B. Rechtsverhältnis zwischen öffentlicher Stelle und Datennutzer
5 Dies wirft die Frage auf, welche rechtlichen Konzepte für die Ausgestaltung des Rechtsverhältnisses in Betracht kommen und welche Anforderungen im Hinblick auf die zu regelnden Inhalte zu stellen sind.
I. Festlegung der Nutzungsbedingungen
6 Im deutschen Recht haben sich unterschiedliche rechtliche Konzepte für die Ausgestaltung des Rechtsverhältnisses zwischen öffentlicher Stelle und Datennutzer herausgebildet. Eine mögliche Variante besteht darin, dass die Nutzungsbedingungen unmittelbar durch Rechtsverordnung oder ähnliche Rechtsakte festgelegt werden.
7 Soweit die Nutzungsbedingungen nicht unmittelbar durch eine Rechtsverordnung wie die GeoNutzV festgelegt werden, obliegt die Entscheidung über die Ausgestaltung des konkreten Rechtsverhältnisses der öffentlichen Stelle.

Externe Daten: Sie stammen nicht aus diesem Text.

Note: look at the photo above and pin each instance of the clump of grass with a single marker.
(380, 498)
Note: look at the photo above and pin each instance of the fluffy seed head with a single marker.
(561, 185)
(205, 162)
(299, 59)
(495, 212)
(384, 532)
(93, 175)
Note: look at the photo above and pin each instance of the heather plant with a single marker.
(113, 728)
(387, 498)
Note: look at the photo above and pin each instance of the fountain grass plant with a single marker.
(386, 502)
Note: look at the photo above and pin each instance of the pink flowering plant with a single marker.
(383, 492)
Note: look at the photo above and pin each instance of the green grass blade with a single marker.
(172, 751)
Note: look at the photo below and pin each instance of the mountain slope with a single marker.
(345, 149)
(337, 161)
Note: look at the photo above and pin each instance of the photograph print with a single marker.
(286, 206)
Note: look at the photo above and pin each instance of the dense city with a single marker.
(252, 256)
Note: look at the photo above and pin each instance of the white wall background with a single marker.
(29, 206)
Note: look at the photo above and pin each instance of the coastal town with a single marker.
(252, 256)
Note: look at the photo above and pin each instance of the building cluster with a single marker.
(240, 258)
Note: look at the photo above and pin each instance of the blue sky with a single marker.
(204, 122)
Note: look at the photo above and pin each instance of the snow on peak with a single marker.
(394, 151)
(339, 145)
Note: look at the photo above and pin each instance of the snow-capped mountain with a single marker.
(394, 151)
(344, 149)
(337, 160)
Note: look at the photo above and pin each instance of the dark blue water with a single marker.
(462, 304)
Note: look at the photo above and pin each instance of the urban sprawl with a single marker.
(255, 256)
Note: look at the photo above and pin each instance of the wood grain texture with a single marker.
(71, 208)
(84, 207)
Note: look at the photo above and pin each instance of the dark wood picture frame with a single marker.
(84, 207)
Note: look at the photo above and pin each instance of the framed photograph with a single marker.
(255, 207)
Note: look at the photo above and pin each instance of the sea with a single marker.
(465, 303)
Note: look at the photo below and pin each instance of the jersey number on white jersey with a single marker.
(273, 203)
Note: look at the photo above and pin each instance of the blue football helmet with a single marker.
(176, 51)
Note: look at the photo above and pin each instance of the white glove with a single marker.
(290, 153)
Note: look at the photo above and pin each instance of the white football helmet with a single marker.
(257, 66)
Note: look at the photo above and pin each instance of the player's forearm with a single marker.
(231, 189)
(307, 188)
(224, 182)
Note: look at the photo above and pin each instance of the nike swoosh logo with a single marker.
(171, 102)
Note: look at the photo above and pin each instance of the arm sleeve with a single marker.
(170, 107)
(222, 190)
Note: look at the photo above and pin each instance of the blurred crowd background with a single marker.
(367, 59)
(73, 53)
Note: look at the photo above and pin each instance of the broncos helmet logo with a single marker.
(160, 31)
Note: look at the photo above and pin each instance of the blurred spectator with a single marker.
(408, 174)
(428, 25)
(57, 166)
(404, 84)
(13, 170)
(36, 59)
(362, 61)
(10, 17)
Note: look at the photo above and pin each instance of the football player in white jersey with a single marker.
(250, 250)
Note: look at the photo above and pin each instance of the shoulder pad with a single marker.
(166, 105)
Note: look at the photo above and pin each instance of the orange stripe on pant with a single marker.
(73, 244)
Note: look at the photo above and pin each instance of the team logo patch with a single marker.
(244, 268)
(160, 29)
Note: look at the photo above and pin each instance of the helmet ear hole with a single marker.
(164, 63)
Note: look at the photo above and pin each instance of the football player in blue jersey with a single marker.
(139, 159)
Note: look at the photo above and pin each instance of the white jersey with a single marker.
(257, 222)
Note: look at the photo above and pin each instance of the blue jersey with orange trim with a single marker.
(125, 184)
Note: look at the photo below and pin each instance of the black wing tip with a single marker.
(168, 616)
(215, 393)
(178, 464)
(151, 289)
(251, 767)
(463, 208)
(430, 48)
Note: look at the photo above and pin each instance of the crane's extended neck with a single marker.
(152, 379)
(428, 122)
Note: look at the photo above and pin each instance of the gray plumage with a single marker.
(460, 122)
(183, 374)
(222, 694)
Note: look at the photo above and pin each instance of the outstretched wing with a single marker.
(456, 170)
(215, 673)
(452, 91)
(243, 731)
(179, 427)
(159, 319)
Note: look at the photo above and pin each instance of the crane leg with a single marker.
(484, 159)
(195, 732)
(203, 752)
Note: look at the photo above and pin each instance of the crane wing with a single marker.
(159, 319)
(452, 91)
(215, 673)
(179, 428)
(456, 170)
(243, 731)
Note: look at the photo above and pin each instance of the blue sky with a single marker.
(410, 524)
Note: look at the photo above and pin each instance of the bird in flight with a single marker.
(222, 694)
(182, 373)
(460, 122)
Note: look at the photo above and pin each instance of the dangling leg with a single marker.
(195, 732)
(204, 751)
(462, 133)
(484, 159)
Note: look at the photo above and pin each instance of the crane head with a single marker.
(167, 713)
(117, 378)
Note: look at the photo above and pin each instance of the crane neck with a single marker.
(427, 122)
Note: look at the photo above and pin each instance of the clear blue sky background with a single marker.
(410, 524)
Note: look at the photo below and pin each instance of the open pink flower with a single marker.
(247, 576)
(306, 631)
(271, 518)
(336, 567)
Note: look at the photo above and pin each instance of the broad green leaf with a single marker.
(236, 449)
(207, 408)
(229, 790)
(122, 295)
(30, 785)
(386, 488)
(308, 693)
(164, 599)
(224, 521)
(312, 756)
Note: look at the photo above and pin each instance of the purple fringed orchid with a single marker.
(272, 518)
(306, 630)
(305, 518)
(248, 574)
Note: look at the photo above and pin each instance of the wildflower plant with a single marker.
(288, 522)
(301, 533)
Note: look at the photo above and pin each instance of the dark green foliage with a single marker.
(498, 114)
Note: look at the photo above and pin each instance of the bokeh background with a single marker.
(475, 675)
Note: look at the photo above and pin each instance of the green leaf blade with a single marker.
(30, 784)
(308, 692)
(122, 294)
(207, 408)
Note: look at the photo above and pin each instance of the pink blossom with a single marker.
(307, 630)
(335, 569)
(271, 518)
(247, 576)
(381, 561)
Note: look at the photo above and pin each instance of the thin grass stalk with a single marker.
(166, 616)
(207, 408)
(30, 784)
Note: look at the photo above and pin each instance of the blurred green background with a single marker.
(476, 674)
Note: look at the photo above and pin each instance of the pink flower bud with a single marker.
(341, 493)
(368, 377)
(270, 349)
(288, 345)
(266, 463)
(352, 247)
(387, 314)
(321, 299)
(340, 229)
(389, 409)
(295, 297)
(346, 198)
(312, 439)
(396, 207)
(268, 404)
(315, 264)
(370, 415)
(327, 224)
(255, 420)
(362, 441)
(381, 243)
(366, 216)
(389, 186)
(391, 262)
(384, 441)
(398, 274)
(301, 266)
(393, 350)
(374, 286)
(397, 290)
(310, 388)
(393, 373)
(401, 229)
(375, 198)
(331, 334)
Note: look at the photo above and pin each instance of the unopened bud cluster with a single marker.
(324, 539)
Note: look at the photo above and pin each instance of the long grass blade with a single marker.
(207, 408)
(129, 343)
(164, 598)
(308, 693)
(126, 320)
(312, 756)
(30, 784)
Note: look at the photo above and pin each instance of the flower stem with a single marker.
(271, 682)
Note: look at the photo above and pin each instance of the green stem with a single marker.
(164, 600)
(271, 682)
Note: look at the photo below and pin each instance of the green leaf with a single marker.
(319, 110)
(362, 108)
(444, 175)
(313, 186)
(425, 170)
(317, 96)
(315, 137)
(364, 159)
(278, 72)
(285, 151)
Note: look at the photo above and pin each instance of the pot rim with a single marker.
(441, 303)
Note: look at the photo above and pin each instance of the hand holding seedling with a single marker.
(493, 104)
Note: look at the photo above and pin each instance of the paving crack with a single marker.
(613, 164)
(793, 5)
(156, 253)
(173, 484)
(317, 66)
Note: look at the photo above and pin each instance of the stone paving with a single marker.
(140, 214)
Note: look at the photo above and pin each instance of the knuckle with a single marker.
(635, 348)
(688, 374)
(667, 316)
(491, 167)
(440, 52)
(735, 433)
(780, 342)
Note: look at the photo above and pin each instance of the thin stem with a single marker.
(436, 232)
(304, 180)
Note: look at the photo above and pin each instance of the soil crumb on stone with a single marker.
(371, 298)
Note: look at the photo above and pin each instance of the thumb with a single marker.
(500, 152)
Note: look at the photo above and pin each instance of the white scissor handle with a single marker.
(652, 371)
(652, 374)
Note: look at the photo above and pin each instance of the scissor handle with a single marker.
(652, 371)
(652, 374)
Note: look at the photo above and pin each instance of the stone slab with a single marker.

8 Die Europäische Kommission empfiehlt in ihren Leitlinien für empfohlene Standardlizenzen aus dem Jahr 2014 hingegen die Nutzung der Creative Commons-Lizenzen 4.0, insbesondere die Public Domain Dedication CC0. Auch in anderen Staaten wie den USA werden die CC-Lizenzen als für die Veröffentlichung von Verwaltungsdaten am häufigsten genutzte Open Content Lizenz empfohlen.
9 Allerdings zeigt sie sich auch für die Entwicklung einer geeigneten eigenen nationalen offenen Lizenz offen.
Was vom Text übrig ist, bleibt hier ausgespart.